We thank the reviewer for their comments and interesting questions regarding our study. We agree with the reviewer that our study opens up new avenues for critically analysing the criteria previous studies have used for providing evidence of CCE in non-human animals. According to our literature review, we found that the field has been usually motivated in thinking about CCE in a ‘process’ focused manner (Reindl et al. [2]) in regards to individuals being able to compare strategies and selecting ones resulting in higher individual fitness. This preferential selection of strategies – termed innovations — allows for the stereotypical ratcheting effect seen in CCE. In our study, we propose that in the case of homing pigeons, the ratcheting effect is more of a statistical outcome rather than deliberate individual judgement.

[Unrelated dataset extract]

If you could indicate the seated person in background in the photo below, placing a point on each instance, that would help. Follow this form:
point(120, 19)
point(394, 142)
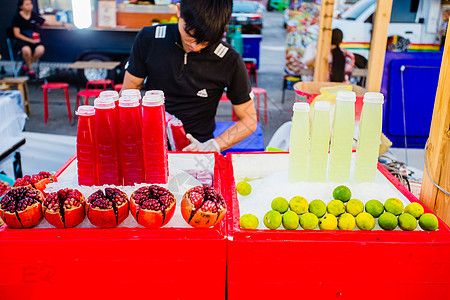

We believe that this strategy is also amenable to certain task types (which in our study was homing route choice) and may change for others (for example solving a puzzle box) and the task also needs to be sufficiently complex for animals to benefit from the use of social information (Caldwell et al. 2008 [3]). Thus, we recommend future work to address what classes of problems would fit well within the definition of “emergent” CCE and which ones don’t. Keeping this framework in mind, studies should clearly state what definition of CCE they are using and should be critically evaluated for their underlying task type and cognitive mechanisms to deem them as CCE. Considering these points we will expand our discussion to highlight these key questions that could be critical to think upon for future research.

References:

(1) Dalmaijer ES (2024) Cumulative route improvements spontaneously emerge in artificial navigators even in the absence of sophisticated communication or thought. PLoS Biol. 22:e3002644.

(2) Reindl, E., Gwilliams, A.L., Dean, L.G. et al. (2020) Skills and motivations underlying children’s cumulative cultural learning: case not closed. Palgrave Commun 6, 106.

(3) Caldwell CA, Millen AE (2008) Studying cumulative cultural evolution in the laboratory. Phil. Trans. R. Soc. B 363:3529-3539.